The Social Cost of a First Amendment right to record the police arresting someone

August 26th, 2011

The First Circuit had this opinion finding a constitutional right. Implicit in this reasoning is judging the constitutionality of social cost.

The First Amendment issue here is, as the parties frame it, fairly narrow: is there a constitutionally protected right to videotape police carrying out their duties in public? Basic First Amendment principles, along with case law from this and other circuits, answer that question unambiguously in the affirmative.

The filming of government officials engaged in their duties in a public place, including police officers performing their responsibilities, fits comfortably within these principles. Gathering information about government officials in a form that can readily be disseminated to others serves a cardinal First Amendment interest in protecting and promoting “the free discussion of governmental affairs.”  . . .  This is particularly true of law enforcement officials, who are granted substantial discretion that may be misused to deprive individuals of their liberties.     . . .

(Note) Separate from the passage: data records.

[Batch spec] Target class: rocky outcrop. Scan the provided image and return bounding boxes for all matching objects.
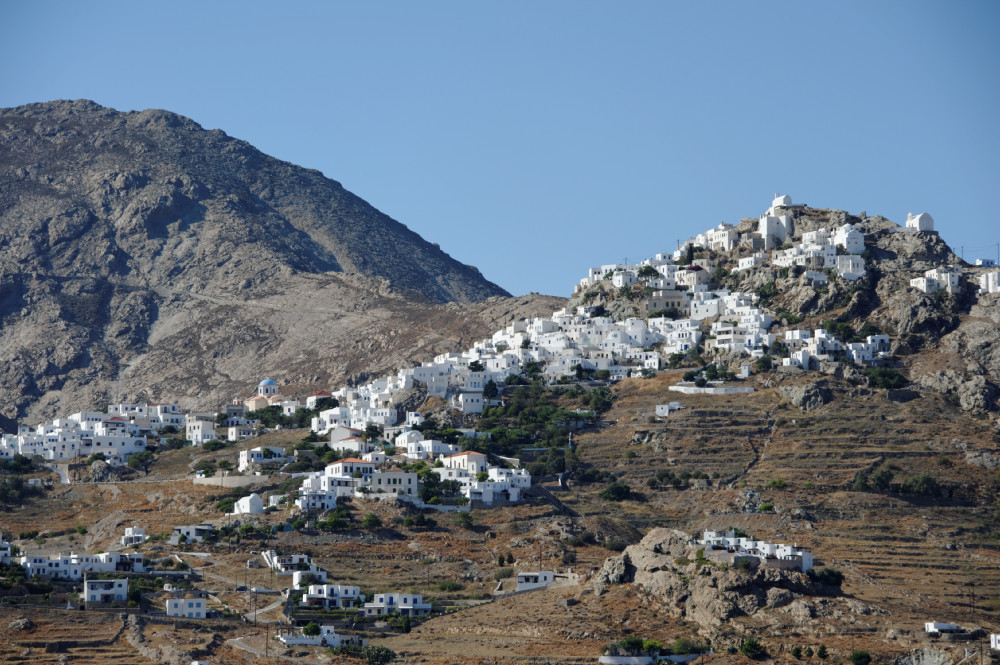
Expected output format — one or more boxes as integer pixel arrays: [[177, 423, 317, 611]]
[[592, 528, 816, 629], [779, 381, 833, 411], [917, 369, 998, 412]]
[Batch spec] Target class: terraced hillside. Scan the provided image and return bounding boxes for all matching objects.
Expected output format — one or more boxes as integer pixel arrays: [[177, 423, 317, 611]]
[[561, 370, 1000, 632]]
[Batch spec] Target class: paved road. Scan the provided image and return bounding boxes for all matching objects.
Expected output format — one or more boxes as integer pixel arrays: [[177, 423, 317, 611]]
[[43, 463, 70, 484]]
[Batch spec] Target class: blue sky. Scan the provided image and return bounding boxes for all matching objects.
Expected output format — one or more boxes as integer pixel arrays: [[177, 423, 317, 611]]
[[2, 1, 998, 296]]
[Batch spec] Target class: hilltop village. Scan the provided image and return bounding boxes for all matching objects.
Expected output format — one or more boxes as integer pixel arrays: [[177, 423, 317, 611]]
[[3, 194, 1000, 664]]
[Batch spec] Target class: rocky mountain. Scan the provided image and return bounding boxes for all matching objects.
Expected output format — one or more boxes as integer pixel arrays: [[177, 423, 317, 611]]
[[0, 100, 560, 427]]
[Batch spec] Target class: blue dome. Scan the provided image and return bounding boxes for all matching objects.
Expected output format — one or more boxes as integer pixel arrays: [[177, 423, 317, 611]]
[[259, 378, 277, 386]]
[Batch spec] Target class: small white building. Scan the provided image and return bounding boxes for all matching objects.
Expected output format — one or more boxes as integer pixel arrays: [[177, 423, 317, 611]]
[[516, 571, 554, 592], [905, 212, 934, 232], [169, 524, 214, 545], [300, 583, 362, 610], [925, 621, 960, 634], [166, 594, 207, 619], [230, 493, 264, 515], [82, 578, 127, 604], [278, 624, 341, 647], [238, 447, 286, 472], [979, 271, 1000, 295], [120, 525, 148, 547], [363, 592, 432, 617]]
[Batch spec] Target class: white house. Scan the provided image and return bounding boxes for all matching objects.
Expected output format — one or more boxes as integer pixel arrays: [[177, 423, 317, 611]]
[[292, 569, 328, 589], [169, 524, 214, 545], [238, 447, 286, 472], [121, 525, 148, 547], [300, 583, 361, 610], [363, 592, 432, 617], [911, 265, 960, 295], [978, 271, 1000, 295], [166, 594, 207, 619], [441, 451, 488, 475], [278, 624, 341, 647], [82, 578, 127, 604], [185, 417, 216, 446], [516, 571, 555, 592], [925, 622, 959, 634], [833, 223, 865, 254]]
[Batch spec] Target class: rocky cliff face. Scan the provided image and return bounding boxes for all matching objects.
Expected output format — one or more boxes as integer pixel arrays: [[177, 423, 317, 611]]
[[0, 100, 559, 426]]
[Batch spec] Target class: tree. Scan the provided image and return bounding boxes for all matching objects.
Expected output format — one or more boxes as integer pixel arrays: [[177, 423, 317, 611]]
[[361, 512, 382, 529], [740, 638, 765, 659], [483, 379, 499, 400], [849, 651, 871, 665], [361, 645, 397, 665], [871, 468, 894, 491], [456, 511, 474, 529], [302, 622, 321, 636], [476, 471, 488, 482], [791, 646, 803, 659], [901, 473, 940, 497], [599, 481, 631, 501], [468, 360, 485, 372], [365, 424, 383, 443], [637, 265, 659, 279], [816, 645, 828, 659]]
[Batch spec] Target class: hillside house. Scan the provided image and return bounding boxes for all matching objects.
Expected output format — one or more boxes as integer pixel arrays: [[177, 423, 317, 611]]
[[367, 468, 418, 497], [121, 525, 148, 547], [516, 571, 555, 592], [238, 446, 286, 472], [363, 592, 431, 617], [292, 569, 328, 589], [169, 524, 214, 545], [166, 593, 207, 619], [278, 624, 342, 647], [925, 622, 960, 634], [82, 578, 127, 605], [442, 451, 488, 475], [911, 265, 960, 295], [300, 583, 361, 609], [979, 271, 1000, 295]]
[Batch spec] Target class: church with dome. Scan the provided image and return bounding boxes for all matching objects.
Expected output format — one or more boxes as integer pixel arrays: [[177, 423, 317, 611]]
[[258, 378, 279, 398]]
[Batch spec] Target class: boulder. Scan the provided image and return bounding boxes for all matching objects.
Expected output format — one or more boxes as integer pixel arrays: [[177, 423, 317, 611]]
[[779, 381, 832, 411]]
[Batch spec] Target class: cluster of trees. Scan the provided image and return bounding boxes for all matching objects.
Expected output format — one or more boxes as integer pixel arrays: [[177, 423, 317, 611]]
[[245, 396, 340, 430], [0, 476, 42, 507], [853, 468, 941, 497]]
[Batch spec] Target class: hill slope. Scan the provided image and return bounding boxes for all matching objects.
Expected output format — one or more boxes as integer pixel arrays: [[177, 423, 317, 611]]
[[0, 100, 545, 426]]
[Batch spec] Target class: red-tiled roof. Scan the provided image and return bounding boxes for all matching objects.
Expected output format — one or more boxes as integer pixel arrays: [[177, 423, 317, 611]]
[[332, 458, 368, 464], [444, 451, 485, 458]]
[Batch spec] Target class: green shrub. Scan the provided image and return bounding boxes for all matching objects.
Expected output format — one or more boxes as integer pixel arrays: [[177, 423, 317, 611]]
[[849, 651, 871, 665], [817, 645, 828, 659], [864, 367, 907, 390], [808, 567, 844, 586], [437, 581, 463, 592], [759, 502, 774, 512], [493, 567, 514, 581], [740, 637, 765, 659], [599, 481, 631, 501], [901, 473, 940, 497], [791, 646, 803, 659]]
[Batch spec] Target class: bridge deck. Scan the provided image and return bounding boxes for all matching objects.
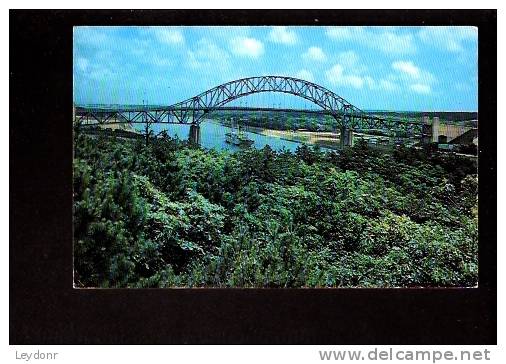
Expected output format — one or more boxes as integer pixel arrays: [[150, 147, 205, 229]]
[[74, 105, 426, 134]]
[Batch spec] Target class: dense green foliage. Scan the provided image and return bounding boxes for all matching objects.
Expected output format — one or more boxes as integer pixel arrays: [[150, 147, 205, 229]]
[[73, 133, 478, 288]]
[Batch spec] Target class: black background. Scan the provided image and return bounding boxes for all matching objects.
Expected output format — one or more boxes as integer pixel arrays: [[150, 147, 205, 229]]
[[10, 9, 497, 344]]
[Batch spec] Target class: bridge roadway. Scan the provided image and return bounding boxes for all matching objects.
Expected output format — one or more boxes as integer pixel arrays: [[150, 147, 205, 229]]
[[73, 75, 433, 147], [78, 105, 333, 114]]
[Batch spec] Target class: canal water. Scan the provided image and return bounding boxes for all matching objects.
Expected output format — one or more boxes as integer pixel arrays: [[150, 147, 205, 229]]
[[141, 119, 308, 152]]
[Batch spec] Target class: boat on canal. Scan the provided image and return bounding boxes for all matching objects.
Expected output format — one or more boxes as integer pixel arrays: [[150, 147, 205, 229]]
[[225, 119, 254, 147]]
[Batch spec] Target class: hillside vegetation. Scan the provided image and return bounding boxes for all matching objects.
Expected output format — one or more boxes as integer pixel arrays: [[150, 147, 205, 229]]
[[73, 133, 478, 288]]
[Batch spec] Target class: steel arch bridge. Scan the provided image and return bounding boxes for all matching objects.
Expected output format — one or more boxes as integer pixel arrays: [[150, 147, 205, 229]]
[[74, 75, 428, 137]]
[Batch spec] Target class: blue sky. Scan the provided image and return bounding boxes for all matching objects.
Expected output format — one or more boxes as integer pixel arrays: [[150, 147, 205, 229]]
[[74, 26, 478, 111]]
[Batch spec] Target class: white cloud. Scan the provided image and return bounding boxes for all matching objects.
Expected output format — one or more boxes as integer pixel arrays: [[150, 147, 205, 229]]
[[360, 76, 399, 92], [325, 64, 365, 89], [268, 26, 297, 45], [295, 69, 315, 82], [336, 51, 362, 70], [344, 75, 365, 89], [325, 26, 417, 55], [392, 61, 420, 78], [331, 51, 368, 78], [230, 36, 264, 58], [410, 83, 431, 94], [74, 51, 118, 82], [391, 60, 435, 94], [378, 32, 417, 54], [151, 27, 184, 45], [303, 46, 326, 62], [324, 51, 400, 92], [75, 57, 89, 72], [326, 64, 344, 78], [188, 38, 229, 69], [418, 26, 477, 52]]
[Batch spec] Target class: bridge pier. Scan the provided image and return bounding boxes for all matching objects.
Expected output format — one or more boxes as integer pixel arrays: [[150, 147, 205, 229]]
[[420, 115, 441, 144], [189, 124, 201, 145], [432, 116, 440, 143], [340, 127, 353, 148], [421, 116, 432, 144]]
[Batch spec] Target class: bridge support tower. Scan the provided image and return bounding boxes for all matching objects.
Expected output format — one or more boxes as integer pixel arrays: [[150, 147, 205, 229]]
[[432, 116, 440, 143], [340, 127, 354, 148], [189, 124, 201, 145], [421, 116, 432, 144]]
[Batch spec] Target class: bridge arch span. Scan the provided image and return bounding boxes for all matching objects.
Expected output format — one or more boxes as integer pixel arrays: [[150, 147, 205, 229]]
[[75, 75, 428, 142], [168, 76, 365, 125]]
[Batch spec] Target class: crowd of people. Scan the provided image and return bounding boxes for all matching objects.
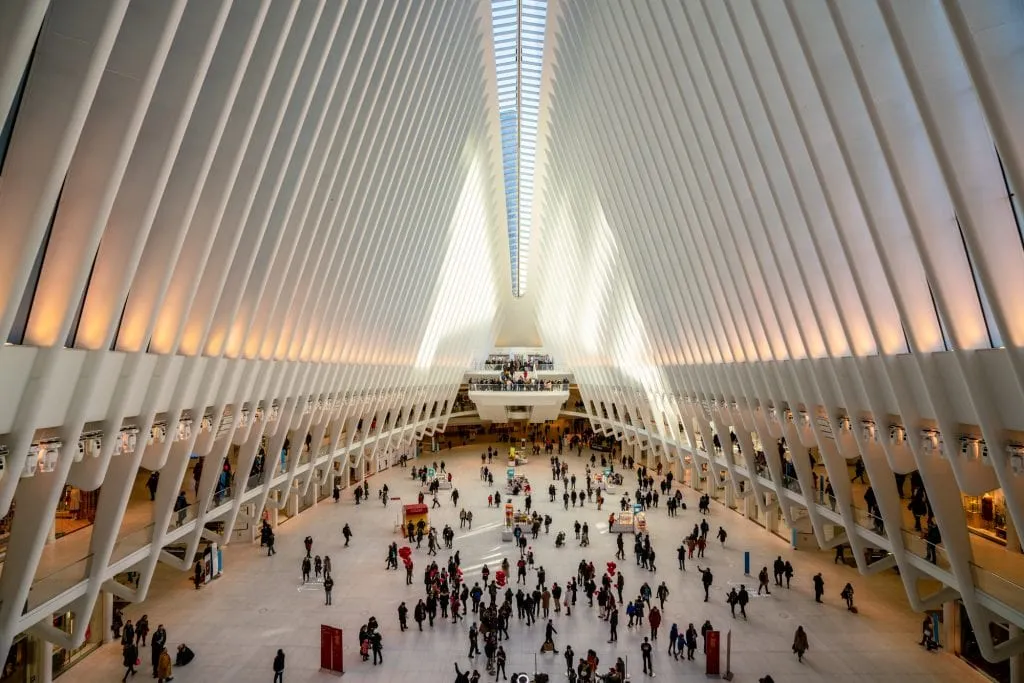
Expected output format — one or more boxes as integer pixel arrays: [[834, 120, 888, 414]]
[[356, 449, 858, 682], [112, 431, 895, 683], [113, 612, 193, 682]]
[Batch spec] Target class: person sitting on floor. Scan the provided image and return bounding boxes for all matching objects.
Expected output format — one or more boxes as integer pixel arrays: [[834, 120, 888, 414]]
[[175, 643, 195, 667]]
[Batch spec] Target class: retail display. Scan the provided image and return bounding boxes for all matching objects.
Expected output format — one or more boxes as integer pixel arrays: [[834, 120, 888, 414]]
[[609, 511, 635, 534], [633, 511, 648, 535], [402, 503, 429, 533], [506, 475, 530, 495]]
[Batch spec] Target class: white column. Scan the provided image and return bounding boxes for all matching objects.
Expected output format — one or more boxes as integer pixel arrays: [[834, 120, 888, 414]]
[[1006, 510, 1021, 554], [32, 636, 52, 683], [943, 601, 957, 654], [1011, 625, 1022, 683], [269, 497, 279, 528]]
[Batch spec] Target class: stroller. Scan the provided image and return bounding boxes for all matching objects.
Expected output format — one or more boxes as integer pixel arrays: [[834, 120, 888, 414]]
[[555, 531, 566, 548]]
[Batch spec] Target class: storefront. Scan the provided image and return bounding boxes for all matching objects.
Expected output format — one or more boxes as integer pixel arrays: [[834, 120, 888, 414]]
[[54, 486, 99, 539], [963, 490, 1008, 544], [955, 602, 1010, 683], [51, 608, 101, 677], [1, 637, 27, 683]]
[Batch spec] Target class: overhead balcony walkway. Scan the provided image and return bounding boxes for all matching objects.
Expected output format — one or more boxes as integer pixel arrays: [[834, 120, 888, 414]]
[[576, 409, 1024, 636]]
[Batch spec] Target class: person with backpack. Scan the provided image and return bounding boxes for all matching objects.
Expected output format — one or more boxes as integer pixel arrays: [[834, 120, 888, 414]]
[[841, 583, 855, 612]]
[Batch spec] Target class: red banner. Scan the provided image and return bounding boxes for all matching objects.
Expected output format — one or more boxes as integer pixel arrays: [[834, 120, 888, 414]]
[[706, 630, 720, 676], [320, 625, 343, 674]]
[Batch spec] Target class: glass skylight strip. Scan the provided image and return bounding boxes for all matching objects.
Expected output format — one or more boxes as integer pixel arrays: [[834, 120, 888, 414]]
[[491, 0, 547, 297]]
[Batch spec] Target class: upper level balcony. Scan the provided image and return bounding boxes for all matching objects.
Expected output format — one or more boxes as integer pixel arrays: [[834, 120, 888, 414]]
[[468, 378, 570, 392], [466, 354, 571, 423]]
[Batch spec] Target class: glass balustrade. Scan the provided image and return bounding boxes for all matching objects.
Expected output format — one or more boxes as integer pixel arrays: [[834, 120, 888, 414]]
[[898, 527, 951, 570], [109, 524, 156, 565], [168, 500, 201, 532], [971, 561, 1024, 611], [851, 505, 888, 538], [468, 381, 570, 391], [28, 554, 91, 611]]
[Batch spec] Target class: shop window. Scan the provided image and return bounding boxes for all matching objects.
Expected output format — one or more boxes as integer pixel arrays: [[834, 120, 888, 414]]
[[54, 486, 98, 539], [962, 490, 1007, 544], [1, 637, 27, 683], [958, 603, 1010, 683], [51, 610, 99, 676]]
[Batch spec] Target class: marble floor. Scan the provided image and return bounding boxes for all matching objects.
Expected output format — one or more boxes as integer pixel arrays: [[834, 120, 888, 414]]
[[68, 446, 989, 682]]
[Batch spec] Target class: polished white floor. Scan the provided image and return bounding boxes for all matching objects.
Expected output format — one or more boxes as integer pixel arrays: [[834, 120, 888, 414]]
[[69, 446, 988, 682]]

Ensuring the public’s right to gather information about their officials not only aids in the uncovering of abuses, see id. at 1034-35 (recognizing a core First Amendment interest in “the dissemination of information relating to alleged governmental misconduct”), but also may have a salutary effect on the functioning of government more generally,

Think about this through the lens of social cost. So we have two competing interests–the individual right of freedom of the press (which applies not just to “journalists”) and the power of the state to provide for collective security (through police arrests that are not recorded, and thus unimpeded). Here, the court is particularly considered about the potential social costs of the police providing for collective security–what it refers to as “uncovering abuse,” “salutary effect,” etc. The court is less concerned about about the negative externalities of an individual filming the police, and how this could impede the ability to provide for collective safety (chilling government action out of fear of suits). So the social cost of the former is greater than the social cost of the latter. What happens? The shift. Deference is given to the inividual interest, and skepticism is given to the government’s interest in providing for collective safety. This is effectively strict scrutiny. And what happens? The individual wins, the government loses.

This passage so much confirms my theory:

In our society, police officers are expected to endure significant burdens caused by citizens’ exercise of their First Amendment rights. See City of Houston v. Hill, 482 U.S. 451, 461 (1987) (“[T]he First Amendment protects a significant amount of verbal criticism and challenge directed at police officers.”). Indeed, “[t]he freedom of individuals verbally to oppose or challenge police action without thereby risking arrest is one of the principal characteristics by which we distinguish a free nation from a police state.” Id. at 462-63. The same restraint demanded of law enforcement officers in the face of “provocative and challenging” speech, id. at 461 (quoting Terminiello v. Chicago,  337 U.S. 1, 4 (1949)), must be expected when they are merely the subject of videotaping that memorializes, without impairing, their work in public spaces.

And, the section about citizen journalists is kinda cool.

It is of no significance that the present case, unlike Iacobucci and many of those cited above, involves a private individual, and not a reporter, gathering information about public officials. The First Amendment right to gather news is, as the Court has often noted, not one that inures solely to the benefit of the news media; rather, the public’s right of access to information is coextensive with that of the press.  . . .

Moreover, changes in technology and society have made the lines between private citizen and journalist exceedingly difficult to draw. The proliferation of electronic devices with video-recording capability means that many of our images of current events come from bystanders with a ready cell phone or digital camera rather than a traditional film crew, and news stories are now just as likely to be broken by a blogger at her computer as a reporter at a major newspaper. Such developments make clear why the news-gathering protections of the First Amendment cannot turn on professional credentials or status. 

This passage is interesting, and is surely going to be cited in many other contexts.

And here comes the limitations (or not really):

To be sure, the right to film is not without limitations. It may be subject to reasonable time, place, and manner restrictions. See Smith, 212 F.3d at 1333. We have no occasion to explore those limitations here, however. On the facts alleged in the complaint, Glik’s exercise of his First Amendment rights fell well within the bounds of the Constitution’s protections. Glik filmed the defendant police officers in the Boston Common, the oldest city park in the United States and the apotheosis of a public forum. In such traditional public spaces, the rights of the state to limit the exercise of First Amendment activity are “sharply circumscribed.” . . .  Such peaceful recording of an arrest in a public space that does not interfere with the police officers’ performance of their duties is not reasonably subject to limitation.